Sosyal Medya

Dünya Ekonomisi

Orta Doğu’daki Kriz, Küresel Ekonomiyi Zor Bir Anda Yakaladı

İsrail’in İran’a yönelik son saldırısı, küresel ekonomi için son derece kötü bir zamanda gerçekleşen olumsuz bir şok niteliğinde. Bu gelişme, hem küresel büyüme hem de enflasyon açısından riskleri artırırken, politika yapıcıların elindeki mali ve parasal manevra alanlarını da ciddi şekilde kısıtlıyor.

Orta Doğu’daki Kriz, Küresel Ekonomiyi Zor Bir Anda Yakaladı


Mohamed El-Erian / FT – Türkçeye uyarlayan: PA Turkey

İsrail’in İran’a yönelik son saldırısı, küresel ekonomi için son derece kötü bir zamanda gerçekleşen olumsuz bir şok niteliğinde. Bu gelişme, hem küresel büyüme hem de enflasyon açısından riskleri artırırken, politika yapıcıların elindeki mali ve parasal manevra alanlarını da ciddi şekilde kısıtlıyor.

Gerilimin küresel ekonomiye ne kadar zarar vereceği, İsrail’in tek taraflı saldırısının kapsamı ve süresi ile İran’dan gelecek olası misillemelere bağlı. Ancak mevcut durumda zaten yüksek olan belirsizlik seviyesi nedeniyle, piyasa tepkileri olumsuz ve temkinli seyrediyor.

Petrol Fiyatları Yükseliyor, Stagflasyon Riski Geri Döndü

Saldırı haberlerinin ardından petrol fiyatları %5’in üzerinde yükselerek varil başına 70 dolar seviyesine geldi. Bu, Ocak 2025’te görülen 82 dolar zirvesinin altında kalsa da, son haftalarda yukarı yönlü bir trendin güçlendiği görülüyor. Analistler, bu yeni jeopolitik gerilimin ardından OPEC+ grubunun nasıl bir yanıt vereceğini yakından takip ediyor.

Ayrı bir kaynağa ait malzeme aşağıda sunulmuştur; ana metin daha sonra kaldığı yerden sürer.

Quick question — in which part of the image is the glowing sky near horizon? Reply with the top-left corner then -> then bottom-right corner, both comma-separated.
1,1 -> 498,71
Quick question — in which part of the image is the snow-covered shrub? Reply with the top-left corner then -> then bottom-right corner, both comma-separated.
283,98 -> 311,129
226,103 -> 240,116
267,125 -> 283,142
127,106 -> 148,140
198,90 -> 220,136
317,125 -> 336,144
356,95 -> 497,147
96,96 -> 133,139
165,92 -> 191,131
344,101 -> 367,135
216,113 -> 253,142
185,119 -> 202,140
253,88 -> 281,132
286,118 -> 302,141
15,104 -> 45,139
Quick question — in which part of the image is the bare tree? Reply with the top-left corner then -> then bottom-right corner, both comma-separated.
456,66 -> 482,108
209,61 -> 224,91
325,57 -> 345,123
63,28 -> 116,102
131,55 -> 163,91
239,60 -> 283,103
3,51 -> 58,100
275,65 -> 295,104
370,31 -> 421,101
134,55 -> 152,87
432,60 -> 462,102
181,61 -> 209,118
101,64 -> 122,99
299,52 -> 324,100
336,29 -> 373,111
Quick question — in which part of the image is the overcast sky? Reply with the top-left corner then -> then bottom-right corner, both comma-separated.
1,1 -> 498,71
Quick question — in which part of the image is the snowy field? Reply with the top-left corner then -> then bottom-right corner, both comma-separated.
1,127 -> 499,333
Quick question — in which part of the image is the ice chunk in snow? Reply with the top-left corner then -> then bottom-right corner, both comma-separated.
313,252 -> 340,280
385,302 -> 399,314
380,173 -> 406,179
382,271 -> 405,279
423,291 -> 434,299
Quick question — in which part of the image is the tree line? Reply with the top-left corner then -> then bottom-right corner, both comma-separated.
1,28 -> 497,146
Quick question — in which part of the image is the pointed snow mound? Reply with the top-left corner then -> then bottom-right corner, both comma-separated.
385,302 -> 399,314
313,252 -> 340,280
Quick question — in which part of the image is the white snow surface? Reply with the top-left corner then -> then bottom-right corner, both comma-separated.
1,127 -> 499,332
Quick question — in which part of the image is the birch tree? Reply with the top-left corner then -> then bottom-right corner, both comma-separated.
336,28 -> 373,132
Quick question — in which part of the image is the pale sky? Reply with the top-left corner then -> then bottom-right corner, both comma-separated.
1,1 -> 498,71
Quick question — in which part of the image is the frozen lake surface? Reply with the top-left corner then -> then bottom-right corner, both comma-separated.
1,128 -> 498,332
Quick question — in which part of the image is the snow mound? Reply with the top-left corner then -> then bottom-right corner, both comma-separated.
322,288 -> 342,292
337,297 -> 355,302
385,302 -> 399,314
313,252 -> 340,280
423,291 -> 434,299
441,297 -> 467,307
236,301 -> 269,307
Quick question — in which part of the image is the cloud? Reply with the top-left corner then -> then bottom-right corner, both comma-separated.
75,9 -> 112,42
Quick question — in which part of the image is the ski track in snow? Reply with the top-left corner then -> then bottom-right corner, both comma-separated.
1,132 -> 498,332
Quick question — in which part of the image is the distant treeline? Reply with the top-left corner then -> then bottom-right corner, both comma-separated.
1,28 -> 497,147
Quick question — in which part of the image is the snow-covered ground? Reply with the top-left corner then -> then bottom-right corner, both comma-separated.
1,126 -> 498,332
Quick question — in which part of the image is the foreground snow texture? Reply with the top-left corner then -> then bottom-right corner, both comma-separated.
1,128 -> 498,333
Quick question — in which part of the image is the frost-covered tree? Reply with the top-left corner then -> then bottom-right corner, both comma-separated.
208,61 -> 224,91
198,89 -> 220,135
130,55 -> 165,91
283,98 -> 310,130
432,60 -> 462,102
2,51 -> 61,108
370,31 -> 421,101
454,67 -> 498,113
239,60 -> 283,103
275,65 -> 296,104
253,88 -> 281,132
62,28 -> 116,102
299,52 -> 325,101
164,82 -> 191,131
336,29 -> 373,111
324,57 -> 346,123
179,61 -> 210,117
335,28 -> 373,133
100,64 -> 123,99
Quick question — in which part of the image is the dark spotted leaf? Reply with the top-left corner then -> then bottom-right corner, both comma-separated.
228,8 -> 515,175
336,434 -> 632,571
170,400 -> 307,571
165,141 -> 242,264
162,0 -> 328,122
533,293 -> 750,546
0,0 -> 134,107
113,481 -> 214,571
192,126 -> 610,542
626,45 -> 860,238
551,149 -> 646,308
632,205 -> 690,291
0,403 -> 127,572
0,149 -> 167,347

Petrol fiyatlarındaki yükseliş, küresel ekonomide stagflasyon rüzgarlarını yeniden güçlendirmeye başladı: düşük büyüme, yüksek enflasyon ve zayıf yatırım iştahı. Hisse senetleri, artan belirsizlik ve büyüme görünümündeki zayıflama nedeniyle değer kaybetti. Tüketici ve üretici güveninde daha da fazla bozulma bekleniyor.

Dünya Bankası Zaten Yavaşlama Bekliyordu

Dünya Bankası, bu ayın başında yayımladığı raporda küresel büyümenin 2025 yılında %2,3’e gerileyeceğini öngörmüştü. Bu oran, yıl başındaki tahminlerin yaklaşık yarım puan altında. Dünya genelinde bir resesyon öngörülmese de, 2020’li yılların ilk yedi yılı için ortalama büyüme tahminleri, 1960’lardan bu yana görülen en düşük seviyeye işaret ediyor.

Bu tahminler, ortalama petrol fiyatının 2025 için 66 dolar, 2026 için ise 61 dolar olacağı varsayımıyla hazırlanmıştı. Ancak son gelişmeler bu varsayımları geçersiz kılabilir. Eğer petrol fiyatları yüksek seviyelerde kalırsa, küresel görünüm daha da kötüleşebilir.

Merkez Bankaları ve Maliye Politikası İçin Alan Daralıyor

Orta Doğu’daki bu yeni kriz, merkez bankalarının faiz indirimi planlarını da sekteye uğratabilir. Enflasyon baskıları tam olarak kontrol altına alınamamışken, jeopolitik kaynaklı maliyet artışları merkez bankalarının daha uzun süre yüksek faiz politikasını sürdürmesini gerektirebilir.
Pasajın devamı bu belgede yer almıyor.